York Central MP Rachael Maskell said she had unfortunately supported a number of women in this situation and she believed the law should be re-examined, with consideration for a reversal in the burden of proof.

She said the current law was failing women and girls and as a result perpetrators of sexual crime were emboldened to reoffend and women placed at further risk. “The issue rests on the police being able to evidence that non-consensual sex did occur, when the accused states that their actions were with consent.

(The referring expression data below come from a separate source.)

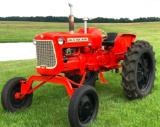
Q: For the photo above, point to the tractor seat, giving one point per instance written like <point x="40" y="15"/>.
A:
<point x="110" y="39"/>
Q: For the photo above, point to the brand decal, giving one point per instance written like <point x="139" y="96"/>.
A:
<point x="77" y="39"/>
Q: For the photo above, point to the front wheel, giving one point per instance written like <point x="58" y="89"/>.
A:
<point x="9" y="102"/>
<point x="83" y="107"/>
<point x="138" y="70"/>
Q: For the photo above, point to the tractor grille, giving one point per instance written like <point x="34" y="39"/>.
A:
<point x="45" y="54"/>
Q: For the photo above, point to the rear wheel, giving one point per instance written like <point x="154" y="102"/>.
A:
<point x="138" y="70"/>
<point x="90" y="78"/>
<point x="9" y="102"/>
<point x="83" y="107"/>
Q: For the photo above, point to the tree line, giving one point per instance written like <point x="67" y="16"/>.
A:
<point x="79" y="20"/>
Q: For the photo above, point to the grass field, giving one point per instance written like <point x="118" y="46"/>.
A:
<point x="50" y="102"/>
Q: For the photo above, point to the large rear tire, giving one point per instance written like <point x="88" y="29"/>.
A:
<point x="9" y="102"/>
<point x="138" y="70"/>
<point x="83" y="107"/>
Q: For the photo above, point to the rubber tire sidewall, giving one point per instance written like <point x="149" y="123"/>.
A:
<point x="151" y="80"/>
<point x="74" y="103"/>
<point x="5" y="96"/>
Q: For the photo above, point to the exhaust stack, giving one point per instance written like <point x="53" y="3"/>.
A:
<point x="85" y="25"/>
<point x="71" y="20"/>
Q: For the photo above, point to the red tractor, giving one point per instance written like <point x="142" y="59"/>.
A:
<point x="74" y="59"/>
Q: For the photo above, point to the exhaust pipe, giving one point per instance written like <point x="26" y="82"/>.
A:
<point x="71" y="20"/>
<point x="85" y="25"/>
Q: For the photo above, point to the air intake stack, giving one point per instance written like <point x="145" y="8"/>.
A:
<point x="71" y="20"/>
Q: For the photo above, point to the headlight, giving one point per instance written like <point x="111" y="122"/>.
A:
<point x="34" y="41"/>
<point x="61" y="41"/>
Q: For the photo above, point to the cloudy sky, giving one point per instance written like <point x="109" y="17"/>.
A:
<point x="82" y="8"/>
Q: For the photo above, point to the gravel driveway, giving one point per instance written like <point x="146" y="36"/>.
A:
<point x="17" y="51"/>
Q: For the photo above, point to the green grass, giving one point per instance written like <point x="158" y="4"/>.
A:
<point x="50" y="102"/>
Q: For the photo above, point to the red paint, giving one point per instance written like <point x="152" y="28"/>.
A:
<point x="89" y="55"/>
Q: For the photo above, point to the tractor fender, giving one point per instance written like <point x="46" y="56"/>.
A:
<point x="122" y="42"/>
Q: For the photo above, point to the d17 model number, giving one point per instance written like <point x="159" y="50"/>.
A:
<point x="76" y="39"/>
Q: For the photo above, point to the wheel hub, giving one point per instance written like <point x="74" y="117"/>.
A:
<point x="85" y="109"/>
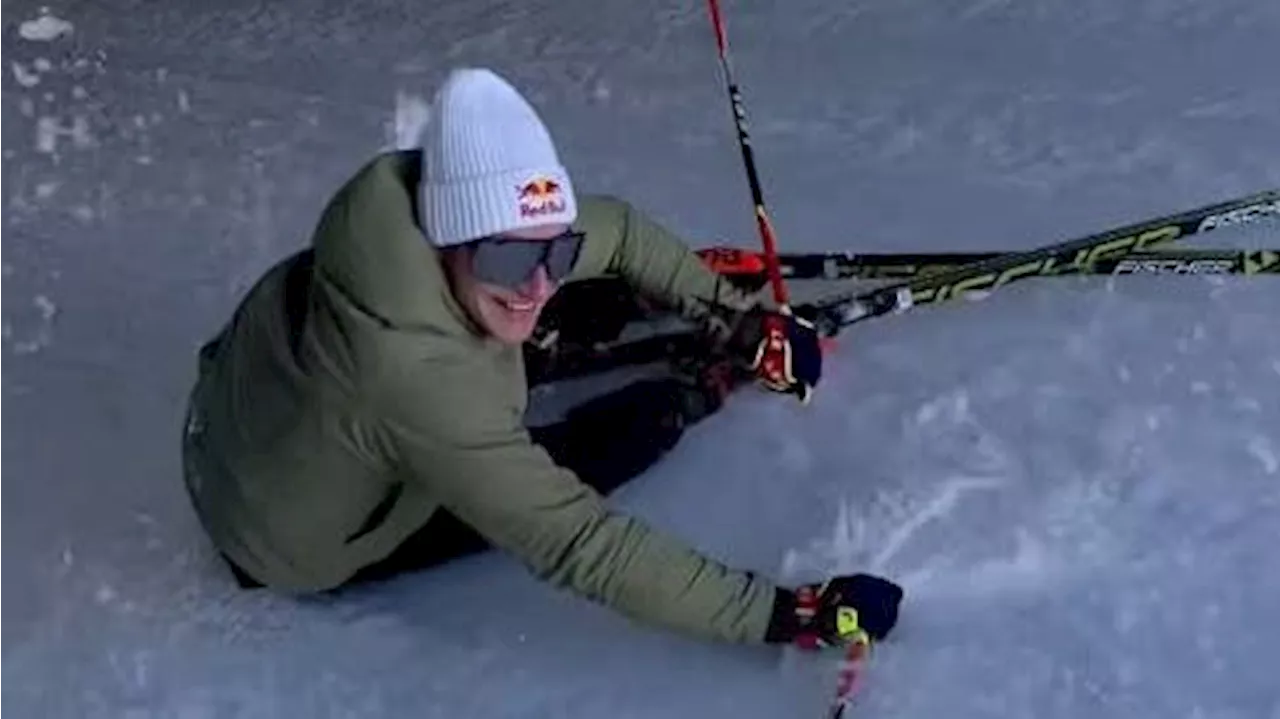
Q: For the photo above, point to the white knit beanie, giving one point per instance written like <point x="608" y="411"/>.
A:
<point x="488" y="163"/>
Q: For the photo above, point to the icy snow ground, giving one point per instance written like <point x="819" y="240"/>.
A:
<point x="1075" y="480"/>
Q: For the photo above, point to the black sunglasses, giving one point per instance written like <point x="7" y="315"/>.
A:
<point x="510" y="262"/>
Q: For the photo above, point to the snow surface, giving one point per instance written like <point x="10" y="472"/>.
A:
<point x="1075" y="480"/>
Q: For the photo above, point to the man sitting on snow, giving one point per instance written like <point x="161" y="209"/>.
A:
<point x="362" y="411"/>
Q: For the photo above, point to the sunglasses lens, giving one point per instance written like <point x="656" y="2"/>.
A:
<point x="510" y="262"/>
<point x="562" y="255"/>
<point x="506" y="262"/>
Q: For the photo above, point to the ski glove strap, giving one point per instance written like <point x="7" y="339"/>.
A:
<point x="836" y="613"/>
<point x="789" y="356"/>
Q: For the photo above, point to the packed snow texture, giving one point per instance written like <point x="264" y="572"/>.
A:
<point x="1075" y="480"/>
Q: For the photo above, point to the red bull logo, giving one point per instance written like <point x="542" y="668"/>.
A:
<point x="540" y="196"/>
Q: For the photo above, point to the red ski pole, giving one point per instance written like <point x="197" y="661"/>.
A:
<point x="744" y="141"/>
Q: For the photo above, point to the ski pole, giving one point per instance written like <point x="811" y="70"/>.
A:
<point x="744" y="141"/>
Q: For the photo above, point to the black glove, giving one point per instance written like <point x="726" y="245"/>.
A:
<point x="784" y="352"/>
<point x="835" y="613"/>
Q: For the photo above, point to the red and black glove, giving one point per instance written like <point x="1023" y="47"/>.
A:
<point x="835" y="613"/>
<point x="784" y="351"/>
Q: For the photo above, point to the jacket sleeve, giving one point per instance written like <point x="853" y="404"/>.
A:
<point x="625" y="242"/>
<point x="480" y="462"/>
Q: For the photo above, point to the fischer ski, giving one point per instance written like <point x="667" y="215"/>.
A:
<point x="845" y="308"/>
<point x="932" y="278"/>
<point x="743" y="266"/>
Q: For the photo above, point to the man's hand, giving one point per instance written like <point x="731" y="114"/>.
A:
<point x="787" y="357"/>
<point x="835" y="613"/>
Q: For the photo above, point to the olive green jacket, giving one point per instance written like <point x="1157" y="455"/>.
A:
<point x="315" y="445"/>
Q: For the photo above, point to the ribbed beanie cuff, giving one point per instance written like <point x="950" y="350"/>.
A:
<point x="489" y="164"/>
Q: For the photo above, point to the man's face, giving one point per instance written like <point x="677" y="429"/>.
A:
<point x="508" y="314"/>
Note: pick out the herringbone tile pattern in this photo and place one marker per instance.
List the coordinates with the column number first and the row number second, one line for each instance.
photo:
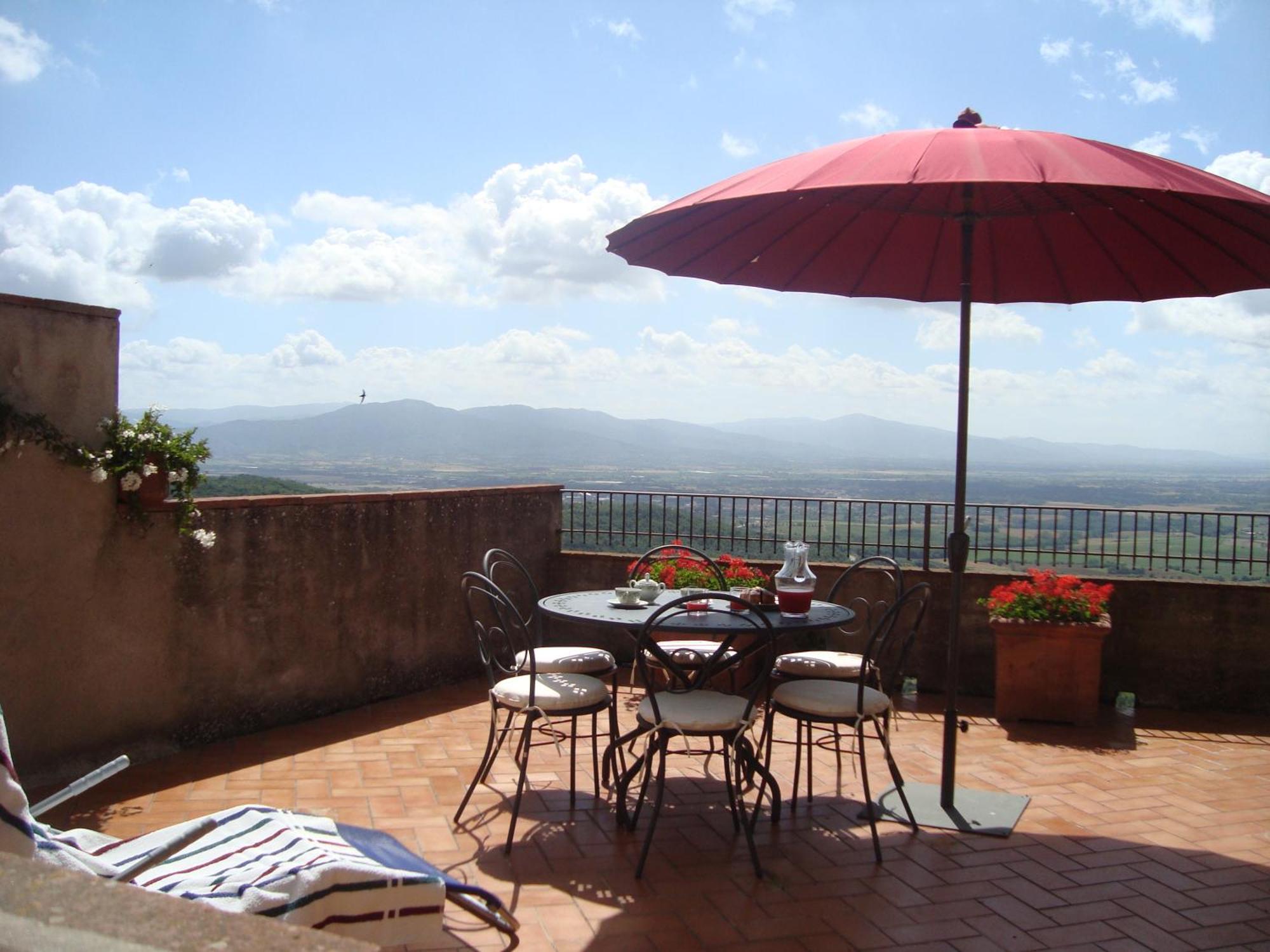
column 1147, row 833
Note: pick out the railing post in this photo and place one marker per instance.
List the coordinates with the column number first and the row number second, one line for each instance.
column 926, row 539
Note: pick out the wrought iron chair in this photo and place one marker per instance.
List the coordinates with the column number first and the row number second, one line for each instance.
column 518, row 687
column 510, row 574
column 688, row 708
column 869, row 588
column 686, row 651
column 812, row 701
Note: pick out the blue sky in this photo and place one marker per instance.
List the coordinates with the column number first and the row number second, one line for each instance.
column 293, row 201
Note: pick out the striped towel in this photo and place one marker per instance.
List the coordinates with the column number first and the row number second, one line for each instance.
column 260, row 860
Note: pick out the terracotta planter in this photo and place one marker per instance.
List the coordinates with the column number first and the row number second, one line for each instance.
column 154, row 489
column 1050, row 671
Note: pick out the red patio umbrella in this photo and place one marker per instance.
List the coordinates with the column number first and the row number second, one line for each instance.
column 966, row 215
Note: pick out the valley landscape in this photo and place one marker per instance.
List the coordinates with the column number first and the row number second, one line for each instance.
column 413, row 445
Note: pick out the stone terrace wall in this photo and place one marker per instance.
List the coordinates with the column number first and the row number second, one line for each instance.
column 117, row 638
column 128, row 640
column 1191, row 645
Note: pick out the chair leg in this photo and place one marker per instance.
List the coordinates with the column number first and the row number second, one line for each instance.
column 573, row 762
column 595, row 755
column 498, row 746
column 798, row 762
column 645, row 783
column 657, row 805
column 732, row 788
column 520, row 786
column 811, row 751
column 487, row 758
column 864, row 776
column 766, row 775
column 885, row 737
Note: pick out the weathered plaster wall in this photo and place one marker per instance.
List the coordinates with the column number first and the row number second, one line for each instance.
column 1175, row 644
column 117, row 638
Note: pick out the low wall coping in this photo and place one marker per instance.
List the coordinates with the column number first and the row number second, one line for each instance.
column 65, row 307
column 346, row 498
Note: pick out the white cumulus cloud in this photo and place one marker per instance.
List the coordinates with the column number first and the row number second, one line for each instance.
column 1249, row 168
column 744, row 15
column 1241, row 322
column 1192, row 18
column 871, row 117
column 737, row 148
column 98, row 246
column 625, row 30
column 1056, row 50
column 940, row 329
column 1155, row 144
column 23, row 55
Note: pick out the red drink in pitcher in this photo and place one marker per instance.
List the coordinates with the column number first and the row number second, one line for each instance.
column 794, row 604
column 794, row 582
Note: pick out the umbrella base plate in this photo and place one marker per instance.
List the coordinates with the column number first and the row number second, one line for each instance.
column 990, row 813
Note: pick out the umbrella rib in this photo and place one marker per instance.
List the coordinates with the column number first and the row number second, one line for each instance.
column 1225, row 220
column 726, row 209
column 791, row 229
column 879, row 246
column 812, row 260
column 1045, row 239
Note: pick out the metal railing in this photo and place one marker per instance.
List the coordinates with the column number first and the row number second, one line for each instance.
column 1231, row 546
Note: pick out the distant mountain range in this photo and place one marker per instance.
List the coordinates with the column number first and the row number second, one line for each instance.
column 420, row 432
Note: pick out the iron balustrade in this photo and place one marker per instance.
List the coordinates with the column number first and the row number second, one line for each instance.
column 1233, row 546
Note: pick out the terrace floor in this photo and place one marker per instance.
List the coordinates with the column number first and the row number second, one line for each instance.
column 1145, row 833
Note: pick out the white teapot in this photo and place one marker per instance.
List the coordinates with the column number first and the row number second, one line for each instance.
column 648, row 588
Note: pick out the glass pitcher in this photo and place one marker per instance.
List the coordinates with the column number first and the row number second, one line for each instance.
column 794, row 582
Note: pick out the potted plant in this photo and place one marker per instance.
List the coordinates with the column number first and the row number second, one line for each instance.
column 148, row 458
column 1048, row 631
column 153, row 461
column 685, row 571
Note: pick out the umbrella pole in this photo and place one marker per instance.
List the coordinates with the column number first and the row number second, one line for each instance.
column 976, row 810
column 958, row 541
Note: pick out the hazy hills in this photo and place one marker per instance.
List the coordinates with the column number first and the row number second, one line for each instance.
column 417, row 432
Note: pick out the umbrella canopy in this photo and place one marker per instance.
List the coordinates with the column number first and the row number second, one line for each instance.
column 975, row 215
column 1057, row 220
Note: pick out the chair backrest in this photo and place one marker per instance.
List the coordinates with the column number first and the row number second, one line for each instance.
column 514, row 579
column 749, row 634
column 674, row 553
column 502, row 638
column 869, row 588
column 891, row 642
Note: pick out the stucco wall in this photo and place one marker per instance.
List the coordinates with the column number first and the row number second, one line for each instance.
column 1187, row 645
column 120, row 638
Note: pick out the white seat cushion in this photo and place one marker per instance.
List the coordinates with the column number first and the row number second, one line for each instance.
column 690, row 652
column 553, row 692
column 695, row 711
column 567, row 659
column 830, row 699
column 821, row 664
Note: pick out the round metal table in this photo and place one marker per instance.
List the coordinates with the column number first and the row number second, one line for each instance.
column 594, row 607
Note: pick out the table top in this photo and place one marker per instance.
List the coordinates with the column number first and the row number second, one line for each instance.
column 594, row 607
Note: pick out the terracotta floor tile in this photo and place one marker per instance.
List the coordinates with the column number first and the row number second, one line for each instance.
column 1151, row 841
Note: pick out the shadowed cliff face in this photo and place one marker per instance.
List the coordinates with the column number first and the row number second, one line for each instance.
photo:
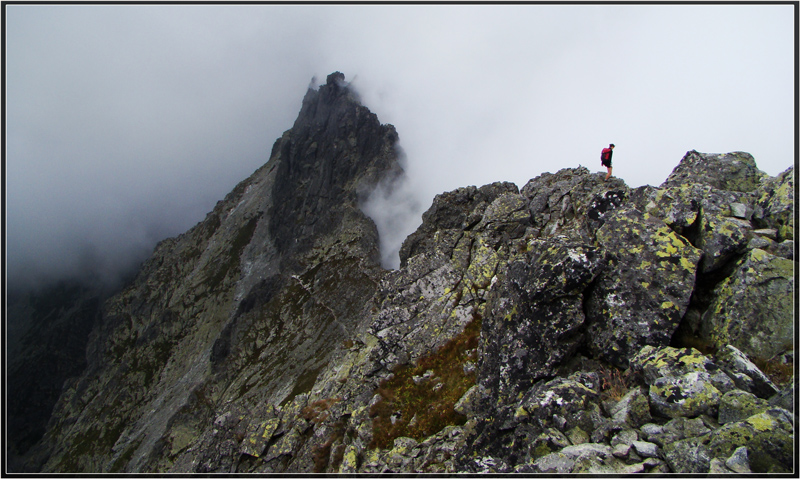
column 245, row 306
column 542, row 329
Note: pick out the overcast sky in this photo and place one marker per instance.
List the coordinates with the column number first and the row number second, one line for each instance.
column 126, row 123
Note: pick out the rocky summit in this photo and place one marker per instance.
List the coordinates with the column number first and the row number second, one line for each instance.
column 573, row 325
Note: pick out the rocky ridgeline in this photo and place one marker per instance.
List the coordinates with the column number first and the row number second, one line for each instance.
column 574, row 325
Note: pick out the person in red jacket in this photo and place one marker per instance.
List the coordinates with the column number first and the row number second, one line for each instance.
column 605, row 158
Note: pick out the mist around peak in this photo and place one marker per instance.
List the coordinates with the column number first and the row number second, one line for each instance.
column 396, row 209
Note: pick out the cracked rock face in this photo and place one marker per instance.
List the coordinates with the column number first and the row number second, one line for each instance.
column 267, row 339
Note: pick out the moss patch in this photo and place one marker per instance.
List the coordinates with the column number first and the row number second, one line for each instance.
column 429, row 403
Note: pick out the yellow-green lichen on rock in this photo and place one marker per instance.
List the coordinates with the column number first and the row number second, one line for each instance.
column 740, row 316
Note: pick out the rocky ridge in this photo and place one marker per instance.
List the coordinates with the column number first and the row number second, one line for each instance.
column 573, row 325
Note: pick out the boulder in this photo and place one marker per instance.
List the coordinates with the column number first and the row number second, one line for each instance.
column 739, row 316
column 534, row 314
column 633, row 409
column 738, row 405
column 744, row 373
column 572, row 201
column 722, row 238
column 774, row 205
column 735, row 171
column 645, row 289
column 683, row 382
column 768, row 436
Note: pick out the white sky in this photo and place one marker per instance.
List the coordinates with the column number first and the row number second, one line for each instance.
column 126, row 123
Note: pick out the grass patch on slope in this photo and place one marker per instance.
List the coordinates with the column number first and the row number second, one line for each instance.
column 421, row 408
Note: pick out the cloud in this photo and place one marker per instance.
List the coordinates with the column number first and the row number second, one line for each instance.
column 126, row 123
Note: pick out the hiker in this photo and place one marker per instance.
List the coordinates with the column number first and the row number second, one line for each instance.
column 605, row 158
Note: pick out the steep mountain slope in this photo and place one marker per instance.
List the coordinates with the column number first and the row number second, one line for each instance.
column 541, row 329
column 249, row 302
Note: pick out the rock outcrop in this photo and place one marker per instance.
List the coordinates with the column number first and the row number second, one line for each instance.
column 574, row 325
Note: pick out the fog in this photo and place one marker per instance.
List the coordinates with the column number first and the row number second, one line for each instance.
column 126, row 123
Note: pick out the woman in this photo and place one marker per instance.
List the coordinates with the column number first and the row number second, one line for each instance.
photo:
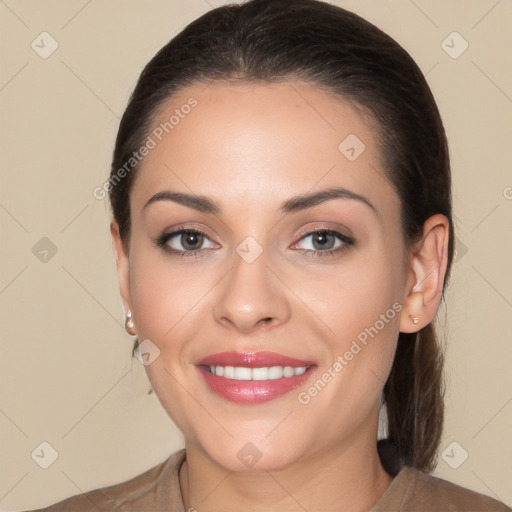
column 283, row 233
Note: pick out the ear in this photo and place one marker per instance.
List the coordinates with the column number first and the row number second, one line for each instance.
column 122, row 264
column 427, row 269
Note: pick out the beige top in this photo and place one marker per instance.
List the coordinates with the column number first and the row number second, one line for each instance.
column 158, row 489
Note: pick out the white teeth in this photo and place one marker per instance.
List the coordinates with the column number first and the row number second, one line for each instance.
column 266, row 373
column 229, row 372
column 242, row 373
column 259, row 373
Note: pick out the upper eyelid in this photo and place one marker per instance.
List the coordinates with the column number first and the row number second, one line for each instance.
column 303, row 234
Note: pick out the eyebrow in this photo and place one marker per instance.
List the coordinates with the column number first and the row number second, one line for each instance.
column 302, row 202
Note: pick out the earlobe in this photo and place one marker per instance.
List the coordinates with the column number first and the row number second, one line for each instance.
column 427, row 269
column 122, row 264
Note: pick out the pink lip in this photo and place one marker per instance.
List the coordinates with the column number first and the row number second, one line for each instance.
column 253, row 391
column 252, row 360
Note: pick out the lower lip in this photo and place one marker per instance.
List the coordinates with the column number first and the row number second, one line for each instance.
column 253, row 391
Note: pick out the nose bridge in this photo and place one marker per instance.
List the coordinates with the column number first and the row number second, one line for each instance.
column 251, row 293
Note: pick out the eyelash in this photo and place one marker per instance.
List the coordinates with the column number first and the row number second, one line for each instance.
column 347, row 243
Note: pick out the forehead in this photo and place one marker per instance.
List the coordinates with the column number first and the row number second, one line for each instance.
column 260, row 143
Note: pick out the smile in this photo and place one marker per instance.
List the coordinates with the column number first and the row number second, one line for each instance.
column 253, row 378
column 265, row 373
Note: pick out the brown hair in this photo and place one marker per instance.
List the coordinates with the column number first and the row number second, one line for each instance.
column 309, row 40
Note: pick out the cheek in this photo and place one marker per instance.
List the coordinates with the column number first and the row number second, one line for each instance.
column 164, row 294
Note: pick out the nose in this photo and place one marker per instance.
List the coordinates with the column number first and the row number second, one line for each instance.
column 252, row 297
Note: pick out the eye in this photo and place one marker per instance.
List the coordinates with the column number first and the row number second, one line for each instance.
column 324, row 242
column 185, row 242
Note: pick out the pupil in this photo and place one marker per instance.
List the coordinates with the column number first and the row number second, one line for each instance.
column 322, row 239
column 190, row 240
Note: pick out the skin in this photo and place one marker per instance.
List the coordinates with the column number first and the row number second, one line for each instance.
column 250, row 148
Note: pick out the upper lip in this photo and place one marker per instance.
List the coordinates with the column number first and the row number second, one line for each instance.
column 252, row 360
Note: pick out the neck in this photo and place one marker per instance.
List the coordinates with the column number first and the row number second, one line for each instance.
column 346, row 477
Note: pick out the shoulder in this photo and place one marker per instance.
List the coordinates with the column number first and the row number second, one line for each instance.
column 425, row 492
column 155, row 489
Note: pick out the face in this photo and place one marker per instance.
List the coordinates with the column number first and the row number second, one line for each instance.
column 242, row 277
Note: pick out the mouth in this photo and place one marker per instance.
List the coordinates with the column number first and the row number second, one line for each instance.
column 252, row 378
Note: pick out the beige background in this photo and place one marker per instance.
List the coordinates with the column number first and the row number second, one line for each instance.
column 67, row 375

This is often interpreted by the police as one person’s word against another, despite forensic evidence being gathered.”

Rape Crisis UK said there were “serious failures” within the police and CPS in investigating and prosecuting rape and sexual assault.

“We are very concerned to see police routinely mis-apply the law on corroboration when deciding whether the case passes the evidential threshold for charge or referral to the CPS,” it said. “The requirement for corroborating evidence in sexual offences was abolished in 1994, and as such a credible account from a complainant can and should form the basis of a criminal prosecution.”

  • North Yorkshire Police was asked by The Press to respond to the woman’s concerns about its decision not to refer her case to the Crown Prosecution Service.

It said that help was available 24/7 to anyone in York and North Yorkshire who had been raped or sexually assaulted, and all victims would be treated with dignity and respect by North Yorkshire Police.

“We appreciate that telling the police what has happened takes great courage,” said a spokesperson for the force.

“Everyone who reports a rape or sexual assault to North Yorkshire Police is given support from a specially-trained officer.

“We also work very closely with other organisations to ensure victims receive the highest level of practical and emotional help.

“Rape is an extremely serious offence, and can be very complex to investigate.

“We work closely with the Crown Prosecution Service to make sure that the cases we present to them are as strong as possible.”

The spokesperson urged anyone who had been a victim of a sexual offence to report it to the police. “Although it is not always possible to put an offender before the courts, it is still important that you are offered specialist advice and support,” they said.

“Your information could also protect other victims, by allowing us to form a wider picture of offending.”